225. Le Comité se félicite de l'esprit de coopération manifesté par le Gouvernement de l'État partie et de sa volonté de nouer avec lui un dialogue constructif sur l'application du Pacte en Haïti, comme en témoignent l'élaboration du rapport spécial et l'envoi d'une délégation de haut niveau pour présenter celui-ci. Le Comité note que, si le rapport contient des informations sur les mesures constitutionnelles et législatives prises en vue de donner effet aux articles 6, 7, 9, 10 et 14 du Pacte, il ne fournit cependant pas de renseignements sur la pratique concernant les droits de l'homme ni sur les difficultés affectant la mise en oeuvre des dispositions du Pacte dans le pays.
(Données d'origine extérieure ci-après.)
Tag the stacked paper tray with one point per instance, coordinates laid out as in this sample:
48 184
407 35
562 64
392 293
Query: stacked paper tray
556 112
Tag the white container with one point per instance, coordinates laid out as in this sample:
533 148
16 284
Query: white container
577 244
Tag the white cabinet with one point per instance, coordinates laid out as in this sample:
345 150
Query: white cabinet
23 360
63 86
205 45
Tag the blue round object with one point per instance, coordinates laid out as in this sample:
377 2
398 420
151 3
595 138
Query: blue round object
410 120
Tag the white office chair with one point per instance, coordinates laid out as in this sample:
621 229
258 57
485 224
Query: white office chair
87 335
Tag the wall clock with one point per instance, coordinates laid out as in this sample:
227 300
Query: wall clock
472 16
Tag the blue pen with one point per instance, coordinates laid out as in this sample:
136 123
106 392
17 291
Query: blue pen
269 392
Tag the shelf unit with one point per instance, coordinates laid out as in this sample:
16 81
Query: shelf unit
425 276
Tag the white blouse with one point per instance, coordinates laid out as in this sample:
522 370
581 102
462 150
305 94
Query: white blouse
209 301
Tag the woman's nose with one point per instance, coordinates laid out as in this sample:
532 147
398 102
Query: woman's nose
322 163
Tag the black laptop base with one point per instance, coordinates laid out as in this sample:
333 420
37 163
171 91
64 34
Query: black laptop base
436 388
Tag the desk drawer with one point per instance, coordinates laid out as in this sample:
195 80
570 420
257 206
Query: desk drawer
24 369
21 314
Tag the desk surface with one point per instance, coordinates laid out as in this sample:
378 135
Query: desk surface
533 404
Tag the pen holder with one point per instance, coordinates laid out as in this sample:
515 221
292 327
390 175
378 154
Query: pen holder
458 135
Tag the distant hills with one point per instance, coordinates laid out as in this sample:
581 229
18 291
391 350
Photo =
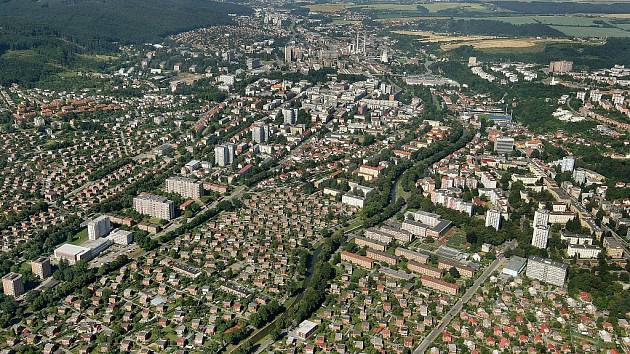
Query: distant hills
118 20
42 38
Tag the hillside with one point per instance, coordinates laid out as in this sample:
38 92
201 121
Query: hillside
119 20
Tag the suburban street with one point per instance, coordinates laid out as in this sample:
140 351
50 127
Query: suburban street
424 345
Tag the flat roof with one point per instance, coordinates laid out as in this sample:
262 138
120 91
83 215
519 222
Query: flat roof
516 263
70 249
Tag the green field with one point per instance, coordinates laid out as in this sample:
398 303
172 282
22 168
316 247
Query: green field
592 31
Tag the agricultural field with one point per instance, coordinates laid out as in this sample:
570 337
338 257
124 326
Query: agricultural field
440 6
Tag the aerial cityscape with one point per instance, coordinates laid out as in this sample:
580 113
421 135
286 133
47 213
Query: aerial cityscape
276 176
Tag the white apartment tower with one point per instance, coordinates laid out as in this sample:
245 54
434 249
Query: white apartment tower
493 218
540 236
13 285
186 187
99 227
541 217
260 133
154 206
224 154
546 270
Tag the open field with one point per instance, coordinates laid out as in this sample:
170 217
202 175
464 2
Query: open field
577 31
503 44
439 6
327 8
432 37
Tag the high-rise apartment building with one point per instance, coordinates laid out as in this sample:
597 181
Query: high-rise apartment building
290 115
224 154
41 267
493 218
12 284
540 236
99 227
504 145
260 133
186 187
560 66
541 217
546 270
154 205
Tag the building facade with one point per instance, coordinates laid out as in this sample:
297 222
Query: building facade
154 206
186 187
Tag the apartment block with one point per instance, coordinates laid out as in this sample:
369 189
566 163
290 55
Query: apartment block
373 244
439 285
99 227
154 206
424 269
546 270
412 255
381 257
186 187
359 260
41 267
12 284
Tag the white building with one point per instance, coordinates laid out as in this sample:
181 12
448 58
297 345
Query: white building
540 237
99 227
224 154
186 187
121 237
546 270
493 218
583 251
541 217
154 206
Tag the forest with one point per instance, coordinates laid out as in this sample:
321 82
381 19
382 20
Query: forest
548 7
41 39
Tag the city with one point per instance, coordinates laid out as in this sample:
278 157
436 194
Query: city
306 177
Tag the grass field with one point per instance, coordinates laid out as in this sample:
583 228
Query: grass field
576 31
439 6
327 8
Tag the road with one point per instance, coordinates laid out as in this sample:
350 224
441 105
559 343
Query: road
455 310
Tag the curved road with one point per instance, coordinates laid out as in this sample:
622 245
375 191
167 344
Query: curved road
454 311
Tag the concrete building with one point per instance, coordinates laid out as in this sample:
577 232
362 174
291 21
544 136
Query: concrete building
12 284
121 237
614 248
41 267
373 244
359 260
560 66
540 236
424 269
541 217
224 154
186 187
72 253
493 218
575 239
583 251
546 270
154 205
260 133
99 227
515 266
290 115
504 145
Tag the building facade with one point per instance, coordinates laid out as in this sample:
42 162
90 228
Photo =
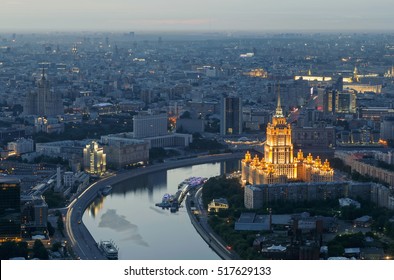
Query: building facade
44 101
94 159
150 125
10 209
279 164
21 146
123 151
231 116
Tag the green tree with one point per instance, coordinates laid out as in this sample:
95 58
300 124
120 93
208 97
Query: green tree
60 223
Conscient des difficultés que doivent affronter toutes les divisions de l'administration haïtienne depuis le rétablissement du gouvernement légitime, le Comité sait gré à la délégation de s'être efforcée de répondre aux questions posées au cours du dialogue et de remédier ainsi, dans une certaine mesure, aux lacunes du rapport.
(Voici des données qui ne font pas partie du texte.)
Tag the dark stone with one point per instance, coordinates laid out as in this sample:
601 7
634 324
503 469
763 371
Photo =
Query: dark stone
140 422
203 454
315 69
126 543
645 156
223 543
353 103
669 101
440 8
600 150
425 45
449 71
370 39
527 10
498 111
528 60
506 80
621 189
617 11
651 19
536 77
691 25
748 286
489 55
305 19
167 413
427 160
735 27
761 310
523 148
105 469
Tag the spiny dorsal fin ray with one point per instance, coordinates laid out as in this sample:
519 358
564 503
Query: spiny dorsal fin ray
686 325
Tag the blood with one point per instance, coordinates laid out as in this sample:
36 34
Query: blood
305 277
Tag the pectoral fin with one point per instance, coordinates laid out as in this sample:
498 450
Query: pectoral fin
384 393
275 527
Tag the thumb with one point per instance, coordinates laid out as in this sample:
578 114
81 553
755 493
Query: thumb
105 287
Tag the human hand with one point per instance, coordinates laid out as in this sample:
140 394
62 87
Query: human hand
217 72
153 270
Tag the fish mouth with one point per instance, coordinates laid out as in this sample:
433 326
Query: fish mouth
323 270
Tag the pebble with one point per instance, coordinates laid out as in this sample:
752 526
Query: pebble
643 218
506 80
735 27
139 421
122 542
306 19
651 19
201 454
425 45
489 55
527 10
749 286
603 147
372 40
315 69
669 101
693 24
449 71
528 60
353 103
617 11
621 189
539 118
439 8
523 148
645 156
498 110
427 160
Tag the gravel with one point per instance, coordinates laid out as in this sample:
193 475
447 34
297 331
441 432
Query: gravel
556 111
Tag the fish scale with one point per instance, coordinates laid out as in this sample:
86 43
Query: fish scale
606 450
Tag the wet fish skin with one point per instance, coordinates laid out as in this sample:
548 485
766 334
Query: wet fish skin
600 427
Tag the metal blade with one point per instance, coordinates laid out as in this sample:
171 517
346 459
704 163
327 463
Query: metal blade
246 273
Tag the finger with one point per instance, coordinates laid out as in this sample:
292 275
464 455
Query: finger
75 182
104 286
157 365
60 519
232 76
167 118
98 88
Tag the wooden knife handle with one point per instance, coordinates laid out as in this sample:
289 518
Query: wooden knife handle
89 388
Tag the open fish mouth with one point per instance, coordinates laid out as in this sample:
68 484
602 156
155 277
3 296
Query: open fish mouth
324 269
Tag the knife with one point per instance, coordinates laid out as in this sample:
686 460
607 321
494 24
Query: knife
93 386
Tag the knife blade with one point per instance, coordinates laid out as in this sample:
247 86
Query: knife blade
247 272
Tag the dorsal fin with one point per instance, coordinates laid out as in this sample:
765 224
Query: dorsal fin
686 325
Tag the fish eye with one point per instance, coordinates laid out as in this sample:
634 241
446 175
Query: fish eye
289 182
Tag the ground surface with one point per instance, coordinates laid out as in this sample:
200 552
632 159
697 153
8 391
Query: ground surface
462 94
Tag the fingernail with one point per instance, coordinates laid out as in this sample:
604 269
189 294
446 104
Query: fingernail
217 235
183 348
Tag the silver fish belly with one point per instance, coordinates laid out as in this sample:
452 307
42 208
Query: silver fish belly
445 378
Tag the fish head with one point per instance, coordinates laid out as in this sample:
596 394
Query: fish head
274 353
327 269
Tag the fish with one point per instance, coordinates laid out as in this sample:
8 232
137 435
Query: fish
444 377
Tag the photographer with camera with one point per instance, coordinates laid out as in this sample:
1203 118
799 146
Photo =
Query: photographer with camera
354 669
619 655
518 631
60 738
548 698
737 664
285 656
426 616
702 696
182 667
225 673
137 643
2. Facteurs et difficultés ayant une incidence sur l'application du Pacte


226. Le Comité note qu'Haïti commence seulement à émerger d'une longue dictature militaire qui a eu des effets dévastateurs et qui a permis de graves violations des droits de l'homme, notamment des exécutions sommaires, des tortures et autres traitements inhumains et dégradants, ainsi que des arrestations et des détentions arbitraires. Le pays vient à peine d'engager un processus de redressement et d'amorcer la transition vers la démocratie. Le Comité relève encore que, malgré les efforts déployés par le Gouvernement, les comportements politiques et sociaux qui continuent de prévaloir dans le pays ne sont pas propices à la promotion et à la protection des droits de l'homme. La violence et les désordres continuent de désorganiser la société et un grand nombre d'armes continuent d'être détenues par des groupes paramilitaires et par la population en général. Le dysfonctionnement du système judiciaire et des problèmes sociaux et économiques profondément enracinés affectent la mise en oeuvre des dispositions du Pacte.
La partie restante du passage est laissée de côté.